Ostensivamente um filme de perseguição que vê Moss fugindo do indestrutível e quase desumano Chigurh (assassino contratado, fantasma ou anjo da vingança?) sobre a falência moral e espiritual do homem. É um filme comovente e melancólico, ambientado no Texas em 1980, mas falando para a América de hoje, e milagrosamente faz malabarismos com alto valor de entretenimento – humor de cemitério, ação abrasadora, suspense sufocante – com um tom lamentoso enquanto mastiga temas de pecado e redenção, amor e violência, destino e livre arbítrio. É nessas cenas mais tranquilas que o filme encontra tempo para respirar. A fotografia exemplar de Roger Deakins captura o poder e a majestade das paisagens desérticas polidas, enquanto a música austera e assombrosa de Carter Burwell é usada com tanta parcimônia que a trilha sonora real é o vento soprando pelas planícies. A primeira metade do filme, especialmente, é despojada e limpa de estática, suas imagens potentes dedicadas aos espaços silenciosos entre palavras e ações. O público pode sentir o cheiro da poeira, sentir a picada da areia varrida pelo vento... e então a ação se transforma em um mundo crepuscular de postos de gasolina decadentes e quartos pegajosos de motel, o cheiro de suor flutuando de lençóis manchados enquanto Moss veste feridas, serra espingardas e aperta cortinas .

Com poucas palavras para brincar (mas cada uma delas vale a pena rolar na língua), Brolin é uma revelação, compondo seu bom trabalho em American Gangster para se anunciar como um ator de peso real.
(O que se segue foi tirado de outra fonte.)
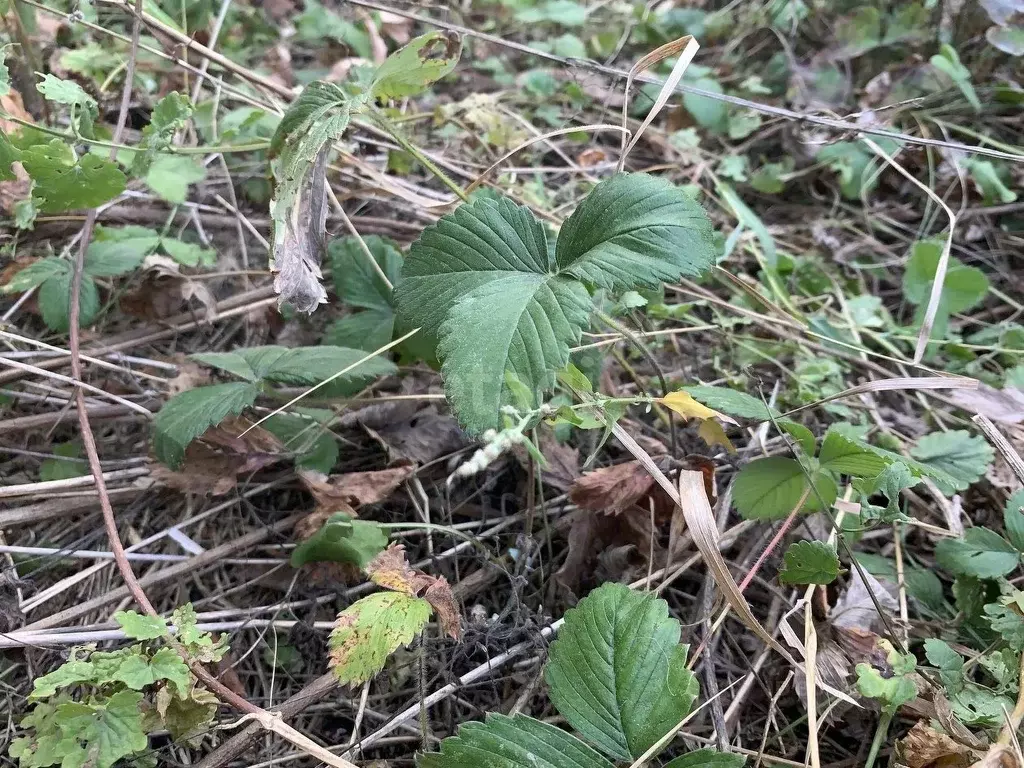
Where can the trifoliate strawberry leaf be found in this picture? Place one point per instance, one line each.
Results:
(170, 175)
(301, 366)
(809, 562)
(411, 69)
(842, 455)
(516, 741)
(358, 285)
(140, 627)
(370, 630)
(709, 758)
(770, 488)
(64, 182)
(115, 251)
(303, 433)
(170, 115)
(980, 553)
(54, 300)
(482, 284)
(963, 457)
(186, 416)
(634, 229)
(341, 540)
(298, 209)
(617, 673)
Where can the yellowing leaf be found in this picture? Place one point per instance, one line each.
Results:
(713, 433)
(370, 630)
(684, 404)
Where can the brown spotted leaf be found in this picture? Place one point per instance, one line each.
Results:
(370, 630)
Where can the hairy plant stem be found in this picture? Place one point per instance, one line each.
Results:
(616, 326)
Jones, como o veterano titular, traz uma vantagem serrilhada às palavras tristes de McCarthy, embora seja sua vez em In The Valley Of Elah, de Paul Haggis, que o torna um favorito ao Oscar. E Bardem é o melhor de todos, seu psicopata pálido, desleixado e coberto de esfregão abrindo sorrisos tortos sob olhos brilhantes.

O melhor filme dos Coen? Yeeesss… Não. Esse título ainda pertence a Miller’s Crossing. No entanto, para tal questão exigir uma pausa para reflexão fala muito: No Country For Old Men é um clássico instantâneo.



Virtuoso. Um filme de princípios nítidos, precisão de mira e tensão sufocante, este atordoador de Coens atinge como uma arma de gado entre os olhos.